Doing nothing won't help either, because the fact is we are hated simply for being what we are, nonbelievers in a country so steeped in religiosity that even most atheists are not aware of the many ways we are controlled by religion.

Consider why "under God" was inserted in the Pledge. It was 1954. Nonbelievers were politely being ordinary citizens, not complaining about state-church violations, not filing lawsuits, doing nothing to cause a backlash. But the Cold War was on. That the Soviet Union was a dictatorship with territorial ambitions always seemed less important than that it had a communistic economic system and was officially (gasp!) atheistic. We heard a lot about "Godless" communism, although, significantly, during the Nazi period we never heard about "Christian" fascism.

So "under God" went into the Pledge to hammer home the difference between our cultures. (Of course, a better way would have been to eliminate the Pledge entirely, since only dictatorships have them.) But why "under God" when "under free enterprise" would have been more to the point? Because it was atheism that was most hated, and "under God" let this nation's atheist citizens know where we stood, and it wasn't under the protection of the Constitution.

The chances of atheists achieving acceptance in this country are slim, for a definite reason: We really take state-church separation seriously and the religious institutions know it. They know that if we had the power we would ensure that religious institutions received the same fair and equitable treatment as all other institutions, with the same rights and responsibilities, no more, no less. (Can anyone see also fair and equitable taxation here?) For those who understand and value state-church separation, the best people to elect to public office are atheists.

And that's why we are hated or, more accurately, feared. Religious institutions (primarily those that are politically and socially power-seeking) do not want state-church separation, They do not want equal treatment. They want the preferential treatment to which they have become accustomed and then some.
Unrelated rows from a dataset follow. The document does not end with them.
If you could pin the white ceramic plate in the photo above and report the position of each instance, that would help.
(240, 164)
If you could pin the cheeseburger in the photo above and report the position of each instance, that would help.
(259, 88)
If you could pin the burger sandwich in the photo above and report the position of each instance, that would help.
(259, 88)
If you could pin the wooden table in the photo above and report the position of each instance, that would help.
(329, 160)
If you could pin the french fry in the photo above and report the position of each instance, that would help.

They want our tax money and control of our lives (see the faith-based initiatives; restrictions on abortion rights, gay rights and medical research; politicized science; sabotaged public schools).

The Soviet Union adopted atheism only to end the autocratic political power of the Russian Orthodox Church. To prevent it from regaining that power, religious persons were kept out of government. Similarly, atheists cannot be elected to public office in America to ensure that the de facto union of religion and government remains intact. To perpetuate our social-pariah status, religionists are taught to hate us, to believe we lack a moral compass, and to think we should not be considered as citizens or patriots because this is one nation under "God."
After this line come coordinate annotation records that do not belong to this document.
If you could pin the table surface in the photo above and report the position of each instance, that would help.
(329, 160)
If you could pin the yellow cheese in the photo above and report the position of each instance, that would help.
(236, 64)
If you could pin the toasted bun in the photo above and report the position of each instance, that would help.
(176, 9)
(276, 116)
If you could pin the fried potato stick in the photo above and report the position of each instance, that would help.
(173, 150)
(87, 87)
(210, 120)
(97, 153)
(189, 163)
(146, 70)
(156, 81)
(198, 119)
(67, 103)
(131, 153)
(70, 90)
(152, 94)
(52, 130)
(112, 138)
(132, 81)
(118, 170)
What are we atheists to do about this? We will keep trying to make this a country where we are free to be religion free, or not, as we choose.

Pres. Harry Truman, infuriated by Sen. Joseph McCarthy's attacks on civil liberties in the name of anti-communism, told the American Legion:

Slander, lies, character assassination--these things are a threat to every single citizen everywhere in this country. When even one American — who has done nothing wrong — is forced by fear to shut his mind and close his mouth, then all Americans are in peril. It is the job of all of us — of every American who loves his country and his freedom — to rise up and put a stop to this terrible business.

We atheists could just give up, shut our minds and close our mouths, but some of us like the idea of a fair, equitable and rational society too much to quit. We think there's still hope, but not much.

We're outnumbered and religious institutions love their socio-political power and the carefully cultivated perception of them as guardians of morality to allow us to question that. So the slander, lies and demonizing of us will keep going. But so will we, backlash scars and all.